# Reducing compression for turbo use.



## Roop (Sep 5, 2003)

Whats a) the best way of reducing cylinder compression prior to fitting a turbo to a normally aspsirated engine and b) what's the most cost effective way?


----------



## TheVodKA (Sep 19, 2002)

Best way: Getting lower comp pistons

Most effective way: Thicker Headgasket


----------



## holy200sx (Jan 8, 2003)

lol, if you get really balsy.. and im talking like.. super god ultra balsy..

get a CNC machene to duplicate the head gasket, and print it out in 1/2" stainless steel, then put a head gasket on top of it, and one on bottom... then you can have one stroker GA.


----------



## rios (Jun 10, 2002)

holy200sx said:


> *lol, if you get really balsy.. and im talking like.. super god ultra balsy..
> 
> get a CNC machene to duplicate the head gasket, and print it out in 1/2" stainless steel, then put a head gasket on top of it, and one on bottom... then you can have one stroker GA. *


vhat? is this true or is this some sort of farce?


----------



## holy200sx (Jan 8, 2003)

think about it.. you are making more space inbetween the piston and head.. maybe not 1/2 inch.. but lower comp pistons are simply shorter pistons.. but. its down to a MUCH more presice measure... as far as it being a stroker... lol.. technically speaking.. it would be a bigger combustion chamber.


----------



## Roop (Sep 5, 2003)

Welll, from a practical point of view two head gaskets would be simple AND cheap but I feel uneasy about the flexible element of a double thickness gasket.

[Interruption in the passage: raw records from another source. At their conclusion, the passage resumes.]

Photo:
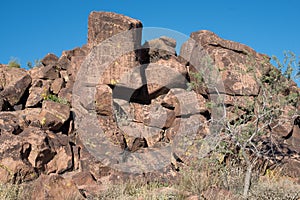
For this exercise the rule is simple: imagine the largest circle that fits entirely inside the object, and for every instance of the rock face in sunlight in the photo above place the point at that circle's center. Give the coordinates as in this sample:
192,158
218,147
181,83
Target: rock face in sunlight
167,101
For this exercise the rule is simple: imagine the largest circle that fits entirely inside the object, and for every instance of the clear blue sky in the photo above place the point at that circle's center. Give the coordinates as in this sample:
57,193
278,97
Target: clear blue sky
30,29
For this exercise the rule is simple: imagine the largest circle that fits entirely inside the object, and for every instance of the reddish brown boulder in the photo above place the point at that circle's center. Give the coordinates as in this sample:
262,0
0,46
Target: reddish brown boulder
53,115
13,83
54,187
103,25
49,59
37,92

Is it more prone to leaking?
I can get metal laser cut. The only snag is finding the right thickness and metal (aliuminium/copper).
And to my next question: what thickness head 'gasket' gives the appropriate compression reduction? And while I'm at it; what is the appropriate compression reduction? Is there some mathematical formula or summin'??


----------



## chimmike (Oct 17, 2002)

if you have a pulsar, SR20DE, a GTiR Pulsar, you've got 8.3:1 compression, iirc....or is it 8.5:1? Either way, you don't need to be reducing compression for turbo.


----------



## javierb14 (Jul 9, 2002)

*Tuning is very important*

on the topic of compression ratios and high whp.....my next motor will most likely be a high compression turbo motor 

this is 10:1 b18 with a SC61(big T3/T4). it made 520whp at 25psi...tuned by tony at jotech motorsports. it also did 372whp and 231wtq at 9psi on pump gas, which is 93 octane in Tx. enjoy

right click, save as 

dyno run

running a supra: 
[email protected]=520whp 225/50-15's DR's 
[email protected]=520-540whp 

run 1

run 2

oh ya, its a 10sec street car too


----------



## Roop (Sep 5, 2003)

so how do you stop pre ignition at those pressure ratios on 'pump gas'. And does'nt it knock the bottom ends out? Do you need to consider a stronger crank if you turbo a factory N/A engine???


----------



## javierb14 (Jul 9, 2002)

very conservative tune.


----------



## holy200sx (Jan 8, 2003)

god with those high comps.. do you still use a high rev limiter?... i would think you would keep it low eh?


----------